Omni-iEEG: A Large-Scale, Comprehensive iEEG Dataset and Benchmark for Epilepsy Research
Chenda Duan, Yipeng Zhang, Sotaro Kanai, Yuanyi Ding, Atsuro Daida, Pengyue Yu, Tiancheng Zheng, Naoto Kuroda, Shaun A. Hussain, Eishi Asano, Hiroki Nariai, Vwani Roychowdhury
TL;DR
Omni-iEEG addresses the reproducibility and generalizability gaps in iEEG epilepsy research by introducing a large, harmonized dataset from eight centers (302 patients, 178 hours) with over 36K expert annotations and standardized metadata. It defines two clinically meaningful benchmark tasks—Clinical Prior-Driven Pathological Events Classification and Pathological Brain Region Identification—plus three exploratory tasks, and evaluates a diverse set of baselines ranging from biomarker-driven to end-to-end deep learning, including cross-domain transfer from audio models. Key findings show that end-to-end segment models like TimeConv-CNN can match or surpass biomarker-based approaches for identifying pathological tissue and predicting surgical outcomes, while cross-domain representations from audio models offer surprising transferability to iEEG tasks. The work provides a practical, clinically relevant benchmark that facilitates reproducible, cross-center epilepsy research and opens avenues for novel biomarkers and interpretable AI in surgical planning.
Abstract
Epilepsy affects over 50 million people worldwide, and one-third of patients suffer drug-resistant seizures where surgery offers the best chance of seizure freedom. Accurate localization of the epileptogenic zone (EZ) relies on intracranial EEG (iEEG). Clinical workflows, however, remain constrained by labor-intensive manual review. At the same time, existing data-driven approaches are typically developed on single-center datasets that are inconsistent in format and metadata, lack standardized benchmarks, and rarely release pathological event annotations, creating barriers to reproducibility, cross-center validation, and clinical relevance. With extensive efforts to reconcile heterogeneous iEEG formats, metadata, and recordings across publicly available sources, we present $\textbf{Omni-iEEG}$, a large-scale, pre-surgical iEEG resource comprising $\textbf{302 patients}$ and $\textbf{178 hours}$ of high-resolution recordings.
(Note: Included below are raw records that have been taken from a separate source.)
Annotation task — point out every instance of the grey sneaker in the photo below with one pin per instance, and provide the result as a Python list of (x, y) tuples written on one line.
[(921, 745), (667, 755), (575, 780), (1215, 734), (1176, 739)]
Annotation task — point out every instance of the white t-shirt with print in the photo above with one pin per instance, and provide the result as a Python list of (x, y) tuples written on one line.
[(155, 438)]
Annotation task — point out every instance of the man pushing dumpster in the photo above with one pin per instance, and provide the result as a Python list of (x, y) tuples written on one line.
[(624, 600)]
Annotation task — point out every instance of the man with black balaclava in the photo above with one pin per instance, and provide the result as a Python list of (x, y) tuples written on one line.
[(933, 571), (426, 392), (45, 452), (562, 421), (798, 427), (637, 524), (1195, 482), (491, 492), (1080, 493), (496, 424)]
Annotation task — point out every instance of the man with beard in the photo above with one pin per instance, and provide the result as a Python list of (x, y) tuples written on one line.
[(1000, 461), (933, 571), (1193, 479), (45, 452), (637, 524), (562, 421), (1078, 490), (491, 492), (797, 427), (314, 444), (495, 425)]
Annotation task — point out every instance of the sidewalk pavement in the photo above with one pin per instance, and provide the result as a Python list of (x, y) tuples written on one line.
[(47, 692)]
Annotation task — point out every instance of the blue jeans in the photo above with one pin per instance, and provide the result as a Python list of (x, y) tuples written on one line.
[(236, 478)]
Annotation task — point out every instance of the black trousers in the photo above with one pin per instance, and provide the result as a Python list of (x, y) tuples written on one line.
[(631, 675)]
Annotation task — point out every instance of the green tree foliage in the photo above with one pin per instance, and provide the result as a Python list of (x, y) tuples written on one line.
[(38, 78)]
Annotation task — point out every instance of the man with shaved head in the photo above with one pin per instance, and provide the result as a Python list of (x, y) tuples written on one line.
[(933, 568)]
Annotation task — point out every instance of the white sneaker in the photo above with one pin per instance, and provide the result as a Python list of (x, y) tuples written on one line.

The dataset includes harmonized clinical metadata such as seizure onset zones, resections, and surgical outcomes, all validated by board-certified epileptologists. In addition, Omni-iEEG provides over 36K expert-validated annotations of pathological events, enabling robust biomarker studies. Omni-iEEG serves as a bridge between machine learning and epilepsy research. It defines clinically meaningful tasks with unified evaluation metrics grounded in clinical priors, enabling systematic evaluation of models in clinically relevant settings. Beyond benchmarking, we demonstrate the potential of end-to-end modeling on long iEEG segments and highlight the transferability of representations pretrained on non-neurophysiological domains. Together, these contributions establish Omni-iEEG as a foundation for reproducible, generalizable, and clinically translatable epilepsy research. The project page with dataset and code links is available at omni-ieeg.github.io/omni-ieeg.